Nowadays, if you want a selection of news stories culled from various publications, you can use a cellphone app. But if you lived in Texas in 1870, you could pay a dime to watch Tom Hanks shuffle through a stack of newspapers and read selected articles aloud. It seems like a much better deal.
In “News of the World,” a modest, solid western directed by Paul Greengrass and based on the novel by Paulette Jiles, Hanks plays Captain Jefferson Kidd, a Civil War veteran eking out a post-bellum living as an analog news aggregator. Kidd, who fought on the Confederate side, travels from place to place, peddling a mix of diversion and information. He promises yarns that will distract his audiences from their own troubles, though his choices include reports on a meningitis outbreak, a coal mine fire and a ferry accident.
That all may count as entertainment given the grimness of the local situation. Five years after the end of the war, a state of simmering hostility persists across much of Texas. Union soldiers patrol the towns and roads, incurring resentment from a white population reluctant to rejoin the United States. Kidd stumbles on the aftermath of a lynching and hears frequent reports of violence against Indians and Mexicans. As is customary in westerns, this bloodshed is part of the film’s background rather than its overt subject. The title is a bit deceptive; the story is intimate and specific, and careful to tamp down any political implications that might make viewers uncomfortable.
Kidd is a variation on a familiar western archetype — a wandering soul who has seen and done terrible things and whose wariness around other people can’t disguise his fundamental decency. The first thing we see of the man are the battle scars on his torso, and before we’ve heard much about him we intuit that he has inflicted suffering as well as endured it. We know he’s a good guy, even if we don’t hear much about the Lost Cause he fought for — not an unusual choice in a western, but one which may have outlived its adequacy. Since this is Tom Hanks we’re talking about, kindness is the dominant note, and the drama arises less from the character’s internal ethical struggle than from the external challenges he faces in his quest to do the right thing.

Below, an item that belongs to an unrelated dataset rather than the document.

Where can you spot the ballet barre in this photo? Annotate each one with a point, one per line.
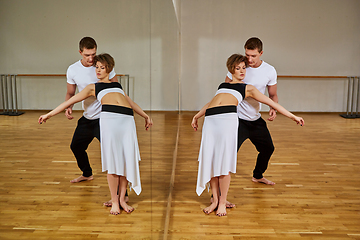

Those challenges include various bad guys, wagon trouble, rough terrain and inclement weather. All that and more assails Kidd on his journey in the company of a young girl named Johanna (Helena Zengel). The child of German farmers, Johanna was kidnapped and raised by the Kiowa tribe, and has now been orphaned twice over. After a flurry of further misfortunes, Kidd takes it upon himself to deliver the girl, who speaks no English, to an aunt and uncle in Castroville, far away in the Hill Country.
In its bones, “News of the World” is a B western, lean and linear, its spare plot ornamented with efficient set pieces. Greengrass, one of the most inventive and rigorous action directors currently working — his chapters in the Jason Bourne franchise remain unsurpassed for velocity and spatial coherence — honors the genre tradition rather than trying to reinvent it. When Kidd and Johanna are chased down by some nasty outlaws along a treacherous ridgeline, the ensuing shootout is a throwback and a master class, as tight and mean and suspenseful as something in an old Budd Boetticher movie.
Other pleasures include a fine supporting cast (Elizabeth Marvel, Ray McKinnon and Bill Camp, among others) and the rapport between Hanks and Zengel, an impressively controlled young actor who refuses every temptation of cuteness. Neither performer overdoes the sympathy that develops between Kidd and Johanna, and the film is tender without descending too far into sentimentality.
But it can also feel a bit soft and puffed up. Too much true grit has been sanded off, too many hard truths of history nodded at and turned away from. The musical score, by James Newton Howard, is obtrusively important, and contributes to a sense that the scale isn’t quite right. This isn’t a bad movie. The problem is that it’s too nice a movie, too careful and compromised, as if its makers didn’t trust the audience to handle the real news of the world.
News of the World
Rated PG-13. Discreetly handled violence. Running time: 1 hour 58 minutes. In theaters. Please consult the guidelines outlined by the Centers for Disease Control and Prevention before watching movies inside theaters.